Firstly, there is the risk of Donald Trump will say something at his State of the Union Address on Tuesday 28 to push up the Dollar leading to a rise in USD/CAD.
Then there is an increasingly wide differential between 2-year US Dollar and Canadian Dollar yields.
These are often a useful way of predicting price movements in a currency as they model short-term interest rate expectations, and interest rates are a major driver of currencies.
“The 2y US-CA spread sits around 43bp.Historically, this level has been consistent with USDCAD at 1.36 (USD/CAD currently at 1.31) leaving it at a steep discount to one of its key cyclical drivers,” said strategists at TD Securities.

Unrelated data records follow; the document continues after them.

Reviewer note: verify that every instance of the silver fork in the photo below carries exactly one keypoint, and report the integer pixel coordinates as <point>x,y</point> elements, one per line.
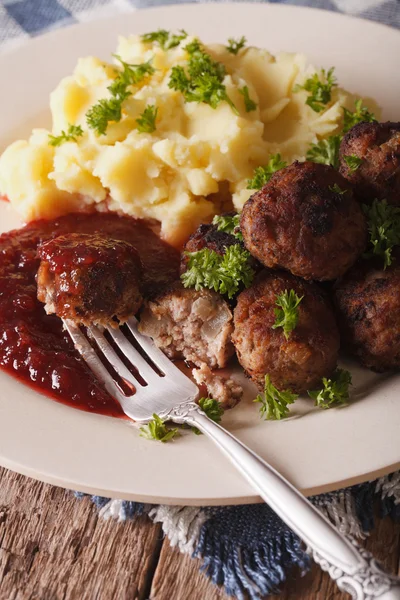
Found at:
<point>160,387</point>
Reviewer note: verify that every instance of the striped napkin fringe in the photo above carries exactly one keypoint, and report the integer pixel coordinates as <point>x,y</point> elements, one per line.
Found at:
<point>247,549</point>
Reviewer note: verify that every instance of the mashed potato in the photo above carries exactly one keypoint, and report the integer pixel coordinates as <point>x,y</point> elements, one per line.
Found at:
<point>196,162</point>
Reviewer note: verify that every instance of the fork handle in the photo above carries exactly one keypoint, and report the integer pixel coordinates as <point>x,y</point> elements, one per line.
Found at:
<point>353,568</point>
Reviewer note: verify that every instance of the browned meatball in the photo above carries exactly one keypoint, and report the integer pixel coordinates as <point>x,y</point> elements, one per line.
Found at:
<point>89,278</point>
<point>368,308</point>
<point>190,324</point>
<point>207,236</point>
<point>378,176</point>
<point>299,362</point>
<point>305,220</point>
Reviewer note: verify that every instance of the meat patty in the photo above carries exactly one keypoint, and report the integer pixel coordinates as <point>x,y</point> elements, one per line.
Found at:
<point>368,308</point>
<point>299,362</point>
<point>190,324</point>
<point>89,278</point>
<point>378,176</point>
<point>305,220</point>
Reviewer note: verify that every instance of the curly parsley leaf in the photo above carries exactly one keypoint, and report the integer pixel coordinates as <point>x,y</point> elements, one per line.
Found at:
<point>235,269</point>
<point>353,162</point>
<point>73,132</point>
<point>110,109</point>
<point>334,390</point>
<point>235,45</point>
<point>224,274</point>
<point>287,315</point>
<point>319,88</point>
<point>213,409</point>
<point>228,224</point>
<point>102,113</point>
<point>132,74</point>
<point>157,430</point>
<point>384,230</point>
<point>263,174</point>
<point>274,403</point>
<point>164,38</point>
<point>325,152</point>
<point>249,104</point>
<point>360,115</point>
<point>336,189</point>
<point>146,123</point>
<point>203,81</point>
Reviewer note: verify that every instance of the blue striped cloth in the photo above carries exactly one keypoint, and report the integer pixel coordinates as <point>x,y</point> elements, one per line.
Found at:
<point>247,549</point>
<point>21,19</point>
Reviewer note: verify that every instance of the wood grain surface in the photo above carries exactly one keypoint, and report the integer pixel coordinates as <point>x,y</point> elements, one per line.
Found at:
<point>55,547</point>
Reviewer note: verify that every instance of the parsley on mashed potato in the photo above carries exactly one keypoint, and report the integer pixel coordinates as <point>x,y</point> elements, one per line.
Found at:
<point>168,155</point>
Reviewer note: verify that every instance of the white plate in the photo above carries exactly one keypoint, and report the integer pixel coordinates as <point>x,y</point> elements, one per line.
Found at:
<point>321,450</point>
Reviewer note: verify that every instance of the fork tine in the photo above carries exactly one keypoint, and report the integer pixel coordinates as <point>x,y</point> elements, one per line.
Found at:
<point>91,358</point>
<point>145,370</point>
<point>154,353</point>
<point>111,355</point>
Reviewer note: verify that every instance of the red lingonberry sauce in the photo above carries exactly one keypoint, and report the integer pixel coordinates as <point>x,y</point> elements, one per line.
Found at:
<point>33,346</point>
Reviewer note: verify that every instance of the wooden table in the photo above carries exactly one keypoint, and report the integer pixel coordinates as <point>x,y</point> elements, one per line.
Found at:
<point>55,547</point>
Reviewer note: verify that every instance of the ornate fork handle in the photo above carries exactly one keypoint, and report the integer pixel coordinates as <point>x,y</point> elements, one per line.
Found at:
<point>369,581</point>
<point>353,568</point>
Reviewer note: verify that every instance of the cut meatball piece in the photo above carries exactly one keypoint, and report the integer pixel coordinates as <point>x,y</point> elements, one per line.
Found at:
<point>89,278</point>
<point>368,308</point>
<point>378,176</point>
<point>310,352</point>
<point>190,324</point>
<point>305,220</point>
<point>224,389</point>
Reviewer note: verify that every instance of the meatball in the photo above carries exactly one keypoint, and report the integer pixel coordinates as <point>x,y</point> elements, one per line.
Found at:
<point>89,278</point>
<point>224,389</point>
<point>190,324</point>
<point>368,308</point>
<point>378,176</point>
<point>305,220</point>
<point>310,352</point>
<point>207,236</point>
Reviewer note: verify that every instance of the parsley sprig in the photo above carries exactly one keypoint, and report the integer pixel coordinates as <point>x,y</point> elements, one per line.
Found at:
<point>287,313</point>
<point>274,403</point>
<point>249,104</point>
<point>157,430</point>
<point>213,409</point>
<point>203,81</point>
<point>73,132</point>
<point>263,174</point>
<point>384,230</point>
<point>353,162</point>
<point>224,274</point>
<point>165,39</point>
<point>228,224</point>
<point>325,152</point>
<point>319,88</point>
<point>361,114</point>
<point>146,123</point>
<point>235,45</point>
<point>333,391</point>
<point>110,109</point>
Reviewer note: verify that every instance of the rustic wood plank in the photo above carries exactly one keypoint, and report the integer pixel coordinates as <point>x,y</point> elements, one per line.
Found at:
<point>179,577</point>
<point>54,547</point>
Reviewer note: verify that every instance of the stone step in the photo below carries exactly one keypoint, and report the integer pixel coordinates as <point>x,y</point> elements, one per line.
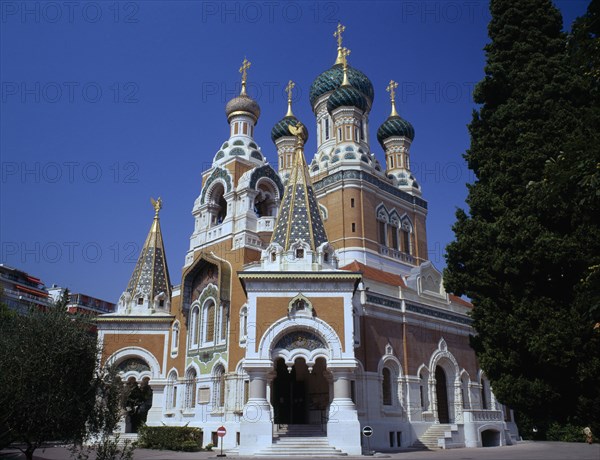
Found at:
<point>301,446</point>
<point>429,439</point>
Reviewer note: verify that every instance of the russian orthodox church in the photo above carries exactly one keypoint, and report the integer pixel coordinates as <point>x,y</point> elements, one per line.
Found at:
<point>307,305</point>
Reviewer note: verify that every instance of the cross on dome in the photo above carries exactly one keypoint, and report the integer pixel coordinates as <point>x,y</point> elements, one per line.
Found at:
<point>391,88</point>
<point>345,52</point>
<point>338,35</point>
<point>289,88</point>
<point>244,71</point>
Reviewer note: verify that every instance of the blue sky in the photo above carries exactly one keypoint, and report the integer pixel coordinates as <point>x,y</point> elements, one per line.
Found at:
<point>107,103</point>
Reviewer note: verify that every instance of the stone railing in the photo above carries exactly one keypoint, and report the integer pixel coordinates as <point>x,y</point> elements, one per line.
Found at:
<point>403,256</point>
<point>483,415</point>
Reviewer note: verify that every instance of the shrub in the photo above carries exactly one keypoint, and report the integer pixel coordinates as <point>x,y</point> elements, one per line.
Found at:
<point>170,438</point>
<point>190,446</point>
<point>565,433</point>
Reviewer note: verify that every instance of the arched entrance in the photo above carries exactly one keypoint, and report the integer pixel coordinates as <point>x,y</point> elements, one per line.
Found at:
<point>138,401</point>
<point>300,394</point>
<point>441,390</point>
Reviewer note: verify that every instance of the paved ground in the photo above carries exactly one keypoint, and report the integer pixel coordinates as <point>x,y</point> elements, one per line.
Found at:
<point>521,451</point>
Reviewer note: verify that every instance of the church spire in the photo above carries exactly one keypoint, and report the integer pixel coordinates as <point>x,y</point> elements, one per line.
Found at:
<point>299,216</point>
<point>150,279</point>
<point>338,35</point>
<point>345,53</point>
<point>392,90</point>
<point>289,88</point>
<point>244,71</point>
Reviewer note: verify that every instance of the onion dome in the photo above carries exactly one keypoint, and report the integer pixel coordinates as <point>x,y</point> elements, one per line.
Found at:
<point>395,126</point>
<point>332,78</point>
<point>242,104</point>
<point>281,128</point>
<point>346,96</point>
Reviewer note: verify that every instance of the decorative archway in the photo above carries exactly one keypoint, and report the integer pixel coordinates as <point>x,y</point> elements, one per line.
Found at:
<point>449,374</point>
<point>324,332</point>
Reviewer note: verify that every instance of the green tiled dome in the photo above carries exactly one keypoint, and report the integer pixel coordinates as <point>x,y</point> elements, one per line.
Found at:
<point>281,128</point>
<point>395,126</point>
<point>346,96</point>
<point>331,80</point>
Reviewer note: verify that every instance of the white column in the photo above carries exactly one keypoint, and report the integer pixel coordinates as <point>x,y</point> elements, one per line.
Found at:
<point>343,427</point>
<point>256,427</point>
<point>155,414</point>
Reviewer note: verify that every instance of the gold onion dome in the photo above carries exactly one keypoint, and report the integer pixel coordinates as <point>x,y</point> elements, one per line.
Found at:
<point>243,104</point>
<point>281,128</point>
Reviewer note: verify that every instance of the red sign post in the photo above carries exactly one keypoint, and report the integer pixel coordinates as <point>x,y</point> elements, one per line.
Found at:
<point>221,432</point>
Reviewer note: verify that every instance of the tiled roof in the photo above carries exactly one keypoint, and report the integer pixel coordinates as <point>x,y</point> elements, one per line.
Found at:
<point>151,275</point>
<point>375,274</point>
<point>299,216</point>
<point>460,301</point>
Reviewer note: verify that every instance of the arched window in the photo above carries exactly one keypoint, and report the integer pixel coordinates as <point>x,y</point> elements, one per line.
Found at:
<point>382,231</point>
<point>265,203</point>
<point>406,240</point>
<point>190,389</point>
<point>208,322</point>
<point>171,396</point>
<point>464,388</point>
<point>175,337</point>
<point>486,396</point>
<point>219,387</point>
<point>424,389</point>
<point>243,323</point>
<point>386,387</point>
<point>195,326</point>
<point>222,323</point>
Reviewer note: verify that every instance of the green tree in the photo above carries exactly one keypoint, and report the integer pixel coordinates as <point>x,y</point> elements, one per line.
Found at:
<point>531,237</point>
<point>51,387</point>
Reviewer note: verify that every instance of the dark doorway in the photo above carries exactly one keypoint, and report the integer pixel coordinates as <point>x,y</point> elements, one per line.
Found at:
<point>442,395</point>
<point>138,401</point>
<point>302,395</point>
<point>490,438</point>
<point>289,394</point>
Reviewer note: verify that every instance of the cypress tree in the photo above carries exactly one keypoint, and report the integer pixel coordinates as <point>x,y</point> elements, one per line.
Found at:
<point>525,249</point>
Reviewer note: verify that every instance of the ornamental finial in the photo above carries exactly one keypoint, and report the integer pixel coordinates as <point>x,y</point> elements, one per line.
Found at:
<point>392,90</point>
<point>289,88</point>
<point>244,71</point>
<point>157,204</point>
<point>338,35</point>
<point>345,52</point>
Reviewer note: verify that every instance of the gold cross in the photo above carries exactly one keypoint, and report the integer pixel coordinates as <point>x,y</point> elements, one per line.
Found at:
<point>338,33</point>
<point>345,54</point>
<point>244,69</point>
<point>392,90</point>
<point>289,88</point>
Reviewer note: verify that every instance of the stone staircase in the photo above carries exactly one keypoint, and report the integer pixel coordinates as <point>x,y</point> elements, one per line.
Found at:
<point>429,439</point>
<point>300,441</point>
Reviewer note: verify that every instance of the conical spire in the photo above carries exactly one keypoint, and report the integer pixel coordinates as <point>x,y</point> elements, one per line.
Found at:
<point>392,90</point>
<point>289,89</point>
<point>299,216</point>
<point>151,274</point>
<point>338,35</point>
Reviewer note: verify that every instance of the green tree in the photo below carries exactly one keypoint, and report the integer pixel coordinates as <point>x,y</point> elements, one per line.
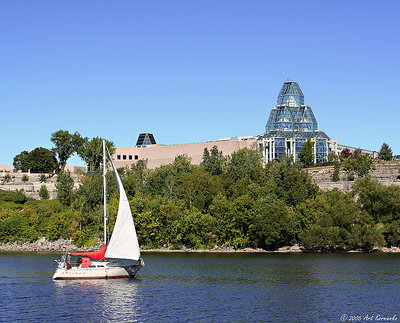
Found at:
<point>335,174</point>
<point>91,151</point>
<point>362,164</point>
<point>306,154</point>
<point>332,158</point>
<point>65,185</point>
<point>293,185</point>
<point>272,225</point>
<point>245,164</point>
<point>38,160</point>
<point>20,161</point>
<point>65,145</point>
<point>43,192</point>
<point>213,161</point>
<point>386,152</point>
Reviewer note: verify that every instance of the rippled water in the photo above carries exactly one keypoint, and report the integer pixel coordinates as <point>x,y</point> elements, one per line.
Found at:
<point>208,288</point>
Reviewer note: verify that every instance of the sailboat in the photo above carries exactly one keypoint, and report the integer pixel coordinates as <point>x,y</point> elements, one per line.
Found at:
<point>120,258</point>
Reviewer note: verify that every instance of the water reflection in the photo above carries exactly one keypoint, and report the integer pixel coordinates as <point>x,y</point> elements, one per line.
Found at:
<point>109,300</point>
<point>206,288</point>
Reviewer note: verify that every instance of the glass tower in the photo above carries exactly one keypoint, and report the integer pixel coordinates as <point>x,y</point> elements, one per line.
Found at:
<point>290,124</point>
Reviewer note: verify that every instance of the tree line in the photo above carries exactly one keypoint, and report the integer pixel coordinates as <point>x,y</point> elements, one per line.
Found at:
<point>43,160</point>
<point>233,201</point>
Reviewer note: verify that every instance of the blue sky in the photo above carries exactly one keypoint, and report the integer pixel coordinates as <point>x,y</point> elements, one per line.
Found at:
<point>189,71</point>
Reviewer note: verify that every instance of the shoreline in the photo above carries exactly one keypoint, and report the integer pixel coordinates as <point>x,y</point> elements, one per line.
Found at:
<point>43,245</point>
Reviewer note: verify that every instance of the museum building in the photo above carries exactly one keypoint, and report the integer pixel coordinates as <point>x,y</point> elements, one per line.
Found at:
<point>290,124</point>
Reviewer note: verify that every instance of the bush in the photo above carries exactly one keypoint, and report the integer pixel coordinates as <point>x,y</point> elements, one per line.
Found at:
<point>43,192</point>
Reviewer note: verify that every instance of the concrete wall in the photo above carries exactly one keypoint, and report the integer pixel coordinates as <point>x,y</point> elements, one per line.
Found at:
<point>385,172</point>
<point>32,186</point>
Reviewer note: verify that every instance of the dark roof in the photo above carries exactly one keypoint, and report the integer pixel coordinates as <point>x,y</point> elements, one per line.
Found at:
<point>145,139</point>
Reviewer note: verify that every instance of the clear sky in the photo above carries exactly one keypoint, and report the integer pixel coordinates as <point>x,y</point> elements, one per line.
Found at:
<point>189,71</point>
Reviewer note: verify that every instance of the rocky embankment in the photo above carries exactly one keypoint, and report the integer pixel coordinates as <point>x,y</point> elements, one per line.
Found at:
<point>63,246</point>
<point>385,172</point>
<point>44,245</point>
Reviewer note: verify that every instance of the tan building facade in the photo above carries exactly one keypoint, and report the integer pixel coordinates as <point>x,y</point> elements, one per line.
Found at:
<point>159,155</point>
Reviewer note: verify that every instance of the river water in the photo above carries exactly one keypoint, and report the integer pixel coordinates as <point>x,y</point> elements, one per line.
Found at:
<point>209,288</point>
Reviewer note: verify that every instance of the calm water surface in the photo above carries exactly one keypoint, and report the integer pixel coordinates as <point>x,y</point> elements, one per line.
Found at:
<point>208,288</point>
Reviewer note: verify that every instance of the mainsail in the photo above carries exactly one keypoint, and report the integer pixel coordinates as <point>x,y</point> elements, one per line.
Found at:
<point>123,243</point>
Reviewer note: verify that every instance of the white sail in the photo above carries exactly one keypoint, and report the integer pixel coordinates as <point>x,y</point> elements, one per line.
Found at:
<point>123,243</point>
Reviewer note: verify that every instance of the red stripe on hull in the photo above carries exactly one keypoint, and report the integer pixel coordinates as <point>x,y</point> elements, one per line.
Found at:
<point>94,277</point>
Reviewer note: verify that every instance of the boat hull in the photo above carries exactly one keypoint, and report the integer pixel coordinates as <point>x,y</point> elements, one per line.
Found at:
<point>107,272</point>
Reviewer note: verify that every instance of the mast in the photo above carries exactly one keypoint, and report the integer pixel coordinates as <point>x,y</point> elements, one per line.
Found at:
<point>105,190</point>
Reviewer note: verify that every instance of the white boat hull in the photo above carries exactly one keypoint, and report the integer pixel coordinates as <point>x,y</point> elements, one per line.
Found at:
<point>106,271</point>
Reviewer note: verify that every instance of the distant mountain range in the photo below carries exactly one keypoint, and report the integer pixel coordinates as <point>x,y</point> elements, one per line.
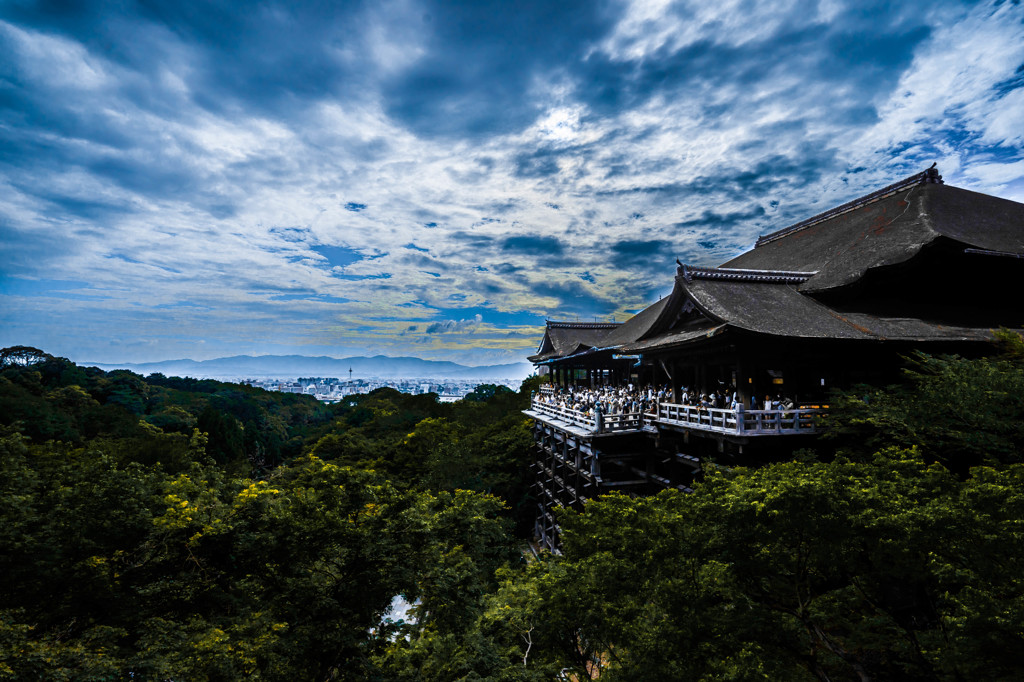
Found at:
<point>285,367</point>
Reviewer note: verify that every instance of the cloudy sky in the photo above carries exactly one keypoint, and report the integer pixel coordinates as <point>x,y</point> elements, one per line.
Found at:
<point>185,179</point>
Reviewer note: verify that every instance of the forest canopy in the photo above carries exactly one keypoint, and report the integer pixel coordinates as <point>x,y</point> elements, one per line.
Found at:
<point>155,527</point>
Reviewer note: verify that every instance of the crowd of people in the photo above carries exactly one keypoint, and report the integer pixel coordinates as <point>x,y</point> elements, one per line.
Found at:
<point>635,399</point>
<point>606,399</point>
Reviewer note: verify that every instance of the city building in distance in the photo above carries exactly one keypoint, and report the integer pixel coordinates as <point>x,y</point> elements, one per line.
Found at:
<point>334,389</point>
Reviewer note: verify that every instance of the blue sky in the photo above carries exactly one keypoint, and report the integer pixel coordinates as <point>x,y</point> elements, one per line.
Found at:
<point>184,179</point>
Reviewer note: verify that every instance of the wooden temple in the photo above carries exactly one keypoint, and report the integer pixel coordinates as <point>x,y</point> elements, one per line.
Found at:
<point>833,301</point>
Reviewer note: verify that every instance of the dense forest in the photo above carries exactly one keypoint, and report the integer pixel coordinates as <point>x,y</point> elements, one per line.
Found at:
<point>165,528</point>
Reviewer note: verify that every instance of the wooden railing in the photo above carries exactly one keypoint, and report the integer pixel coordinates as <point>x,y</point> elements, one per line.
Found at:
<point>573,417</point>
<point>751,422</point>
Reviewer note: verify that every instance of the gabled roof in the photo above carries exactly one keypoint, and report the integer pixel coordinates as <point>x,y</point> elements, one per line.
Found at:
<point>778,308</point>
<point>564,338</point>
<point>886,227</point>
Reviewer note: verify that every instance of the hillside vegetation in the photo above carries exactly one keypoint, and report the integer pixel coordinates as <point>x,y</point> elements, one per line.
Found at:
<point>157,528</point>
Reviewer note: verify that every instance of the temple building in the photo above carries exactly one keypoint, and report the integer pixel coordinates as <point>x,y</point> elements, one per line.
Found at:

TD saw the discrepancy as due to the broader improvement in risk appetite which helped the CAD to some degree.
They also noted, “a large buildup in CAD long exposure. IMM data has seen net long CAD exposure over the past six weeks, and long exposure is approaching the highest level since mid-2016. Our sentiment indices show CAD with the largest buildup in long exposure over the past 3 months.”
An extreme of long positions for a currency, which means people trading the currency in expectation that it will rise, is often associated with the opposite reaction, ie the possibility of weakness in the future - but only if at extremes.
Canadian Central Bank To Sound Pessimistic – Negative For CAD
The Bank of Canada (BOC) are meeting on Wednesday, March 1 but they are not expected to change interest rates or sound optimistic, according to analysts at Bank of America.
“We expect the BoC to stay on hold at its March meeting. We expect a dovish message given downside risks from US policies,” said BofA. Clearly there is still a threat from any adverse changes to the NAFTA agreement and this is likely to keep the BOC cautious, despite rising inflation.
Clearly, there is still a threat from any adverse changes to the NAFTA agreement and this is likely to keep the BOC cautious, despite rising inflation.
Headline Inflation has moved above 2.0% but the BOC is not expected to increase rates to try to stabilize this as it is almost entirely driven by the 20% rise in gasoline prices since 2016, as illustrated by the stubbornly low Core inflation data.
The Central Bank will also not wish to increase the cost of borrowing until the economy is in better shape.
“The BoC is trapped between an economy that still has slack and inflation already above 2%. We expect BoC on hold in 2017,” said BofA.
“Slack remains in the economy and therefore there are no demand pressures on prices in the horizon, with an output gap that is still in negative territory (Chart 1) and recent data still pointing to some weakness in the economy (retail sales contracted 0.5% mom sa in December),” they added.
BofA see the BOC meeting as resulting in a 0.25% widening of the 2-year yield differential between US and Canadian bonds, which would be commensurate with USD/CAD at a vaunted 1.39, and thus the exchange rate probably rising closer to their estimate.